Ballmer, ex Ceo Microsoft, lancia database per monitorare spesa pubblica Usa

Vuole che il governo funzioni come un'azienda privata quotata in Borsa: in base ai numeri. Si chiama USAFacts

Un database per tenere traccia e monitorare la spesa pubblica degli Stati Uniti. Lo ha lanciato Steve Ballmer, l'ex amministratore delegato di Microsoft, e si chiama USAFacts, che sul suo sito si definisce "la prima piattaforma di questo genere per aiutare i cittadini interessati ad apprendere informazioni relative al governo in modo completo e imparziale".

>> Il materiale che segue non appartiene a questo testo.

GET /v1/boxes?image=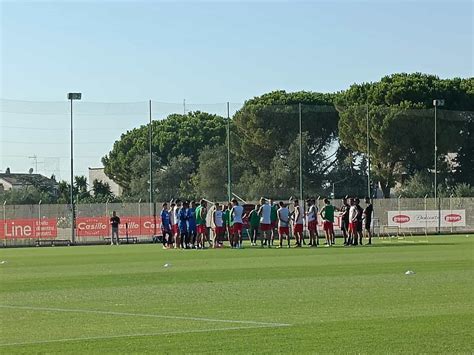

Parlando alla trasmissione "Squawk Box" del canale tv Cnbc, Ballmer ha spiegato che "stiamo cercando di creare le fondamenta per una discussione basata sui fatti su quanto sta succedendo al governo nel nostro Paese". Per lui "si stratta di un punto di partenza. Servono più dati".

L'ex numero uno di Microsoft ha spiegato di avere lanciato il progetto perché voleva avere accesso alle finanze pubbliche nello stesso modo in cui gli investitori possono ottenere informazioni di aziende quotate leggendone le rispettive trimestrali.

"Mi sono chiesto: 'Dove diavolo è il 10-K'", il documento relativo ai conti trimestrali che gruppi quotati in Borsa depositato presso la Securities and Exchange Commission, l'equivalente americano della Consob italiana. "Un documento simile non esiste" per il governo, ha aggiunto (è grazie al database che ne è stato creato uno)

Mentre stava cercando di aiutare la moglie nelle sue attività filantropiche legate a bambini svantaggiati, Ballmer ha detto di essersi reso conto di quanto fosse difficile capire le spese del governo in educazione. "Dove finiscono i soldi e che risultati si ottengono? Il governo dovrebbe funzionare in base ai numeri, come un'azienda privata fa".

E' al New York Times che Ballmer ha detto di avere speso 10 milioni di dollari per creare il database, ben di più dei due milioni spesi per comprare il team di basket Los Angeles Clipper dopo la sua uscita da Microsoft (avvenuta nel 2014). "C'è ancora lavoro da fare", ha detto mentre durante la sua comparsa tv il sito USAFacts è andato in tilt.